Changes to the National Mortgage Form (NSW and SA) Clarify Witnessing and Electronic Signatures
The effect of the changes is to clarify witnessing and electronic signatures of individuals on the National Mortgage Form (NSW and SA)
The Australian Registrars National Electronic Conveyancing Council (ARNECC) has recently published a NSW Addendum and a SA Addendum to its National Mortgage Form Design Specification Version 1.5.
The NSW Addendum updates the NSW Information Sheet attached to the National Mortgage Form to note that “witnessing is not required for the mortgage signed by the mortgagor and held by the mortgagee if the mortgage is being lodged in accordance with section 56(1A) of the Real Property Act 1900”. Section 56(1A) allows the Registrar-General to register a mortgage if he/she is satisfied that:
- the mortgagee has signed the mortgage; and
- the mortgagee has certified that it holds a mortgage granted by the mortgagor on the same terms as the mortgage lodged for registration.
The NSW Addendum makes it clear that a mortgagor’s signature (for individuals and attorneys signing under a power of attorney) on the mortgage held by the mortgagee does not need to be witnessed.
The SA Addendum removes the witnessing sub-panel for signatures by individuals and attorneys signing under a power of attorney. This reflects that there are no witnessing requirements for mortgages under the Real Property Act 1886 (SA).

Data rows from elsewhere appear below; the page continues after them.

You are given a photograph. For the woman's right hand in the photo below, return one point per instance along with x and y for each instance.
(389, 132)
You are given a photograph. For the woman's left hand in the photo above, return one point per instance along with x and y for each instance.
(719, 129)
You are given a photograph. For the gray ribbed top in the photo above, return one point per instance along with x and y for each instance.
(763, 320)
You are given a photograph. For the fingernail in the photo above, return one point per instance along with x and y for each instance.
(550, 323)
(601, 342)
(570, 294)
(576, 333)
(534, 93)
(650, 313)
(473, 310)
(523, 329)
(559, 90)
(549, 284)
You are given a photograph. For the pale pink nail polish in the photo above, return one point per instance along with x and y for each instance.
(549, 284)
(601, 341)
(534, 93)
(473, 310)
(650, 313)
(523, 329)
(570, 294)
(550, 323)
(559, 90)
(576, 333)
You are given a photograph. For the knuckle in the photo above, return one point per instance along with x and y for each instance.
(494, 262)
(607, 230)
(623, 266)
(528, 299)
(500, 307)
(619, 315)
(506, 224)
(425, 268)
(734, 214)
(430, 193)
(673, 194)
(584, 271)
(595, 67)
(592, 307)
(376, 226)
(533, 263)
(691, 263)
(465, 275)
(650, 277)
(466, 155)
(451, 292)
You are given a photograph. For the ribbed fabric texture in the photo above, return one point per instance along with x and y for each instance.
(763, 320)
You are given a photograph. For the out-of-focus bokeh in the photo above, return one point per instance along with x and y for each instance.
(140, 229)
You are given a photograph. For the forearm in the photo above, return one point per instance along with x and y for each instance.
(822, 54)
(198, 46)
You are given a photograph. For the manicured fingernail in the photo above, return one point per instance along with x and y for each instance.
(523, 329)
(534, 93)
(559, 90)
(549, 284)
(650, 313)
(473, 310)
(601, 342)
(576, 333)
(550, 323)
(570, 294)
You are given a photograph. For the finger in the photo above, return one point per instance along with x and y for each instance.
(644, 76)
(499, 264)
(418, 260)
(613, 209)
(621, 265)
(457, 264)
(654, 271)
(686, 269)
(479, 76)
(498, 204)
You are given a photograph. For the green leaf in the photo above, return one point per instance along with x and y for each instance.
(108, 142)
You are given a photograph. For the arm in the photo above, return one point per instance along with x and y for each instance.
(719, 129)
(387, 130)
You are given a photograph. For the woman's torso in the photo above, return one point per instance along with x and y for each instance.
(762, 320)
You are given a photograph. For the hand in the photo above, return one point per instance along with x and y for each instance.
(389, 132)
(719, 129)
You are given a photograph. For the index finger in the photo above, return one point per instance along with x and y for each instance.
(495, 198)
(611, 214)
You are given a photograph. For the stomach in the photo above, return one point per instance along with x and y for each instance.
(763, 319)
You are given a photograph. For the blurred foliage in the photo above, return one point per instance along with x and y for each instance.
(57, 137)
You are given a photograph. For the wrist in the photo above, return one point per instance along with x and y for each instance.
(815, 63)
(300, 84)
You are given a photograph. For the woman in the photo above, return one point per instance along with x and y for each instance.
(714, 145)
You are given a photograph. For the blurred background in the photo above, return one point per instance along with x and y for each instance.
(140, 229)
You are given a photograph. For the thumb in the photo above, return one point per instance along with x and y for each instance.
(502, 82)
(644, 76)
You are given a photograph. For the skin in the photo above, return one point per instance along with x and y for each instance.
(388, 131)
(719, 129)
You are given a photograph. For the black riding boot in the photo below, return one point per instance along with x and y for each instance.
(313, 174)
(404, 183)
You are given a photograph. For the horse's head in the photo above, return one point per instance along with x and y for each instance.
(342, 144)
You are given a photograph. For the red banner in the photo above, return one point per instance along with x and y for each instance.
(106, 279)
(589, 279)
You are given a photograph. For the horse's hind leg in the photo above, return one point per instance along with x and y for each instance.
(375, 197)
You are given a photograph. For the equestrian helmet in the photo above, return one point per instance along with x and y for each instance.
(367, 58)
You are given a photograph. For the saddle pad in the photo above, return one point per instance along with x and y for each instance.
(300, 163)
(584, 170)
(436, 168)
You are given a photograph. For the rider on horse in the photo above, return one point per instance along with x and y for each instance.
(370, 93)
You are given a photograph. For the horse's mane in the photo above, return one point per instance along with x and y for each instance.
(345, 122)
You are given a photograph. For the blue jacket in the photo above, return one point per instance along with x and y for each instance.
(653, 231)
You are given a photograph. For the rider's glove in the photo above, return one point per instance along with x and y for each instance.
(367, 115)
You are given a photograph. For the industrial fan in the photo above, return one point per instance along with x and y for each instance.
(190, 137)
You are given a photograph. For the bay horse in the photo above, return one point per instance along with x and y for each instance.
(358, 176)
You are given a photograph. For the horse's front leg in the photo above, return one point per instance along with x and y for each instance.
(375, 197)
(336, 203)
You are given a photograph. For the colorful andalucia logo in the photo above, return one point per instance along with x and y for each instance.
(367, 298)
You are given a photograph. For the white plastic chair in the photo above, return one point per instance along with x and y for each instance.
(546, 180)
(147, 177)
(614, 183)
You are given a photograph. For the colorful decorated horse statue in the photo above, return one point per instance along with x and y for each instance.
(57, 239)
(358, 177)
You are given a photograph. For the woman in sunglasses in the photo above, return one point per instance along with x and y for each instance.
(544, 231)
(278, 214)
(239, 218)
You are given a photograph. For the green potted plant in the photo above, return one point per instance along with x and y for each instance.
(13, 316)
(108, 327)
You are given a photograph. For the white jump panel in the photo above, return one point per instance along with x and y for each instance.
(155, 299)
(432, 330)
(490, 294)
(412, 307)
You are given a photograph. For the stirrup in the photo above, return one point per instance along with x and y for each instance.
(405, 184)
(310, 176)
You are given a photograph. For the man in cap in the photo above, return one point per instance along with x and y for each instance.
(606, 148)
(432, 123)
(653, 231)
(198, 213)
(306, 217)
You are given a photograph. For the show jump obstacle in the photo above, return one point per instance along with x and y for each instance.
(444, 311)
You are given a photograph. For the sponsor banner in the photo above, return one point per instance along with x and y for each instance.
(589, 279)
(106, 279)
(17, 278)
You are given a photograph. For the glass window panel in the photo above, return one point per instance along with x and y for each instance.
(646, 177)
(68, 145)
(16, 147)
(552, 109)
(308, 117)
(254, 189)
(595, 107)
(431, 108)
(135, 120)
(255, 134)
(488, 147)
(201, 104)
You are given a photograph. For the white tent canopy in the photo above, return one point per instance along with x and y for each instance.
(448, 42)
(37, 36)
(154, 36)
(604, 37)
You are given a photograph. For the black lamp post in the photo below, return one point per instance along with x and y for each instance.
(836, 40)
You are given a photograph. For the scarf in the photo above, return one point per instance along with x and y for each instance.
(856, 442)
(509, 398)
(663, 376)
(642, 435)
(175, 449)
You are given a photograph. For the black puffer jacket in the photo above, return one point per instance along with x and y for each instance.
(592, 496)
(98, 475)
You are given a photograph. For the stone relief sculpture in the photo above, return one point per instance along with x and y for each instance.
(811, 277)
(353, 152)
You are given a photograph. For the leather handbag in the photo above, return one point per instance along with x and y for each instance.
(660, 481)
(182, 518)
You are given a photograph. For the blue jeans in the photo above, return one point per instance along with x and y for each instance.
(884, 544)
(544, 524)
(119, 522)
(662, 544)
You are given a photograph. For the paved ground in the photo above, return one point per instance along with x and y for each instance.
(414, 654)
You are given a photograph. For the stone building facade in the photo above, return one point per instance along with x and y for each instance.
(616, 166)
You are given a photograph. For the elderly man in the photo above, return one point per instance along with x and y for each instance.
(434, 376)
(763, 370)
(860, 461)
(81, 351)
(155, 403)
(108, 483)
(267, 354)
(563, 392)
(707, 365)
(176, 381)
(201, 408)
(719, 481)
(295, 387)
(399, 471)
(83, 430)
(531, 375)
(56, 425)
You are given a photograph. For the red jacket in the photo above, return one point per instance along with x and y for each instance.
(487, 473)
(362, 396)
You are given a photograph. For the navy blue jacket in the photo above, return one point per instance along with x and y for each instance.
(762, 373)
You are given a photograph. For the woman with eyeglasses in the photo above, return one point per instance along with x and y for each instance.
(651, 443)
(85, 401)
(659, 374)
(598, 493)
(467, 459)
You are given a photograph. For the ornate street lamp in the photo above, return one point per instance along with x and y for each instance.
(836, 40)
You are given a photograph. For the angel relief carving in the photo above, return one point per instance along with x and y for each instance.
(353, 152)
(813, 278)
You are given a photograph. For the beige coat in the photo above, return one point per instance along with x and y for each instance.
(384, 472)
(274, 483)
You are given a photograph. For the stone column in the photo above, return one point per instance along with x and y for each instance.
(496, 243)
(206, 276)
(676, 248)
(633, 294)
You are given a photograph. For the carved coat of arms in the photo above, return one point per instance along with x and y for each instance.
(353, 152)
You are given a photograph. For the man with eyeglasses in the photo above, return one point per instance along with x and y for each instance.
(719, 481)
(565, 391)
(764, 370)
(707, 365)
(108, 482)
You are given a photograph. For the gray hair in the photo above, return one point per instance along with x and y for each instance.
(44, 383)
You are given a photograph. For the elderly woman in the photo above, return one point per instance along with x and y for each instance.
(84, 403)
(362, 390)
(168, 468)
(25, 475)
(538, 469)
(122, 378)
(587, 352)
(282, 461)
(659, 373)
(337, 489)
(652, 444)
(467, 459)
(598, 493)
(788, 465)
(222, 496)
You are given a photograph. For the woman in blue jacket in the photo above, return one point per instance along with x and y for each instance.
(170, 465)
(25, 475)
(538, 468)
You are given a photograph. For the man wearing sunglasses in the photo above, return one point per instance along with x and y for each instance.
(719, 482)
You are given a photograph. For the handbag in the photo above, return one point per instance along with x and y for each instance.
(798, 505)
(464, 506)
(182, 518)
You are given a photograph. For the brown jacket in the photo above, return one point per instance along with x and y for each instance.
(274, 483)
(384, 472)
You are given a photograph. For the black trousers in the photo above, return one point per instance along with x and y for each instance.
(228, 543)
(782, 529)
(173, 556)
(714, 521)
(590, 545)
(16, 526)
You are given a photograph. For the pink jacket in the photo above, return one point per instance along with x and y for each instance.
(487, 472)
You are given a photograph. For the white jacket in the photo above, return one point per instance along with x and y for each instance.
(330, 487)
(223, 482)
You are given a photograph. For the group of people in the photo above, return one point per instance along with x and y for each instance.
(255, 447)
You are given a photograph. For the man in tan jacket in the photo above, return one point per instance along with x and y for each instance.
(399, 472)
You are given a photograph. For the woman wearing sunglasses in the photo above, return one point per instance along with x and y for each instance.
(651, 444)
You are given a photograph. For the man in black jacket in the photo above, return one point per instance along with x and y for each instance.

The changes arise from concerns in relation to the Electronic Transactions Act 2000 (NSW) and the Electronic Communications Act 2000 (SA). Although these Acts permit electronic signatures by parties, they do not permit electronic signature for verification, authentication, attestation or witnessing of documents. Section 23C Conveyancing Act (NSW) also permits electronic signing of certain instruments and section 38A provides for electronic signing and attestation of deeds.
Although the Real Property Act 1900 (NSW) and Real Property Act 1886 (SA) do not require an individual’s signature on a mortgage in the approved form (ie the National Mortgage Form) to be witnessed, the witnessing sub-panel in the National Mortgage Form created some practical uncertainty on this point.
The changes to the NSW Addendum and a SA Addendum make it clear that in NSW and SA the National Mortgage Form held by the mortgagee may be signed electronically by individuals and attorneys under a power of attorney.
An individual mortgagee submitting the National Mortgage Form to the NSW land registry in hard copy will still need to have their signature witnessed. An individual mortgagee submitting the National Mortgage Form to the SA land registry in hard copy no longer requires their signature to be witnessed.
This change facilitates a more streamlined approach to granting and registering a mortgage as all aspects may be done electronically when the mortgagee is lodging the mortgage through an electronic conveyancing platform.